27 pages, 4840 KiB  
Article
Persistent Homology Identifies Pathways Associated with Hepatocellular Carcinoma from Peripheral Blood Samples
by Muhammad Sirajo Abdullahi, Apichat Suratanee, Rosario Michael Piro and Kitiporn Plaimas
Mathematics 2024, 12(5), 725; https://doi.org/10.3390/math12050725 - 29 Feb 2024
Viewed by 1095
Abstract
Topological data analysis (TDA) methods have recently emerged as powerful tools for uncovering intricate patterns and relationships in complex biological data, demonstrating their effectiveness in identifying key genes in breast, lung, and blood cancer. In this study, we applied a TDA technique, specifically [...] Read more.
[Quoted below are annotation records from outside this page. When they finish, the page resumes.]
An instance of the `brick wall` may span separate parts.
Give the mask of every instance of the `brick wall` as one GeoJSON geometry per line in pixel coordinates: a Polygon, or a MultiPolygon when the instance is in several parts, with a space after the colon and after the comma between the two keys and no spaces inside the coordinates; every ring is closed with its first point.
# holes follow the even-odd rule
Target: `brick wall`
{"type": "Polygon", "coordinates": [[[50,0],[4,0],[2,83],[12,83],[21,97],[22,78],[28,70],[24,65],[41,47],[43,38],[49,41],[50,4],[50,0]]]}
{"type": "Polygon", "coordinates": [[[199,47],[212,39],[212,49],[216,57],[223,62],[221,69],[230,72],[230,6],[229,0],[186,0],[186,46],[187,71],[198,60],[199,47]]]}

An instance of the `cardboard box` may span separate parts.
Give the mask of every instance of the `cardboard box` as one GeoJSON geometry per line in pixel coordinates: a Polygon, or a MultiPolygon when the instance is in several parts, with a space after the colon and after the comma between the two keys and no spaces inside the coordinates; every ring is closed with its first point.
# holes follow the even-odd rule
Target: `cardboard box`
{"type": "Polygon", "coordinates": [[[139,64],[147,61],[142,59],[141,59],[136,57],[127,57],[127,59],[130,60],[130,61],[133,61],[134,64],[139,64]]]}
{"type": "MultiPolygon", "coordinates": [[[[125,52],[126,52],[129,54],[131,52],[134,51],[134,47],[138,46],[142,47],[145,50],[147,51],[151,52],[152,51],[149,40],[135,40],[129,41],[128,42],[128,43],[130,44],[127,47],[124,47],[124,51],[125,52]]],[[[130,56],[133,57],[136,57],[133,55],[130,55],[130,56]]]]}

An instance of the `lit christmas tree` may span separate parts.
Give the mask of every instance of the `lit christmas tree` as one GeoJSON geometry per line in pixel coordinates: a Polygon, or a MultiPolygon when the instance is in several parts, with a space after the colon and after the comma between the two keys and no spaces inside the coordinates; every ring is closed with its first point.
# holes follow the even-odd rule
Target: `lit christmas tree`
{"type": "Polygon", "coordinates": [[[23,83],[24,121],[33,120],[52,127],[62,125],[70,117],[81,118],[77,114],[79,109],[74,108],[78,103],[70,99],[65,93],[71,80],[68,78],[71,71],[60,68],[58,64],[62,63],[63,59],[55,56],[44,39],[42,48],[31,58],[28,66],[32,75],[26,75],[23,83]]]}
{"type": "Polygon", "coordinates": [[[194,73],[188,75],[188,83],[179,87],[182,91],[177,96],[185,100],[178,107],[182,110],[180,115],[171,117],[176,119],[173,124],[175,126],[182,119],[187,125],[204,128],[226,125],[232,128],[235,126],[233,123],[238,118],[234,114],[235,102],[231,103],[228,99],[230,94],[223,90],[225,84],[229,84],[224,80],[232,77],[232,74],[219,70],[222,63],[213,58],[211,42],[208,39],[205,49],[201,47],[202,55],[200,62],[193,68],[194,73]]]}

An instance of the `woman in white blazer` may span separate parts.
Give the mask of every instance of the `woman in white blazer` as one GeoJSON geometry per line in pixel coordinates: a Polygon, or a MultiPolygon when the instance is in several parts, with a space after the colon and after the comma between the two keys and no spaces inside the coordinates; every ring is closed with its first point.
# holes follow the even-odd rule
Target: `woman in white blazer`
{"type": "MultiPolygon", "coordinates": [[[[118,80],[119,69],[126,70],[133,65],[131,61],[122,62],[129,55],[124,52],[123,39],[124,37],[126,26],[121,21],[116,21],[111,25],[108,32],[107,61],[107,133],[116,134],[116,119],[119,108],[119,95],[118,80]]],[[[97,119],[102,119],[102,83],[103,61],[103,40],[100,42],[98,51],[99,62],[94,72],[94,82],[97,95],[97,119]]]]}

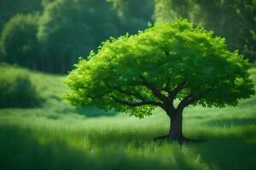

Topological data analysis (TDA) methods have recently emerged as powerful tools for uncovering intricate patterns and relationships in complex biological data, demonstrating their effectiveness in identifying key genes in breast, lung, and blood cancer. In this study, we applied a TDA technique, specifically persistent homology (PH), to identify key pathways for early detection of hepatocellular carcinoma (HCC). Recognizing the limitations of current strategies for this purpose, we meticulously used PH to analyze RNA sequencing (RNA-seq) data from peripheral blood of both HCC patients and normal controls. This approach enabled us to gain nuanced insights by detecting significant differences between control and disease sample classes. By leveraging topological descriptors crucial for capturing subtle changes between these classes, our study identified 23 noteworthy pathways, including the apelin signaling pathway, the IL-17 signaling pathway, and the p53 signaling pathway. Subsequently, we performed a comparative analysis with a classical enrichment-based pathway analysis method which revealed both shared and unique findings. Notably, while the IL-17 signaling pathway was identified by both methods, the HCC-related apelin signaling and p53 signaling pathways emerged exclusively through our topological approach. In summary, our study underscores the potential of PH to complement traditional pathway analysis approaches, potentially providing additional knowledge for the development of innovative early detection strategies of HCC from blood samples. Full article
(This article belongs to the Special Issue Advanced Computational Biology and Bioinformatics)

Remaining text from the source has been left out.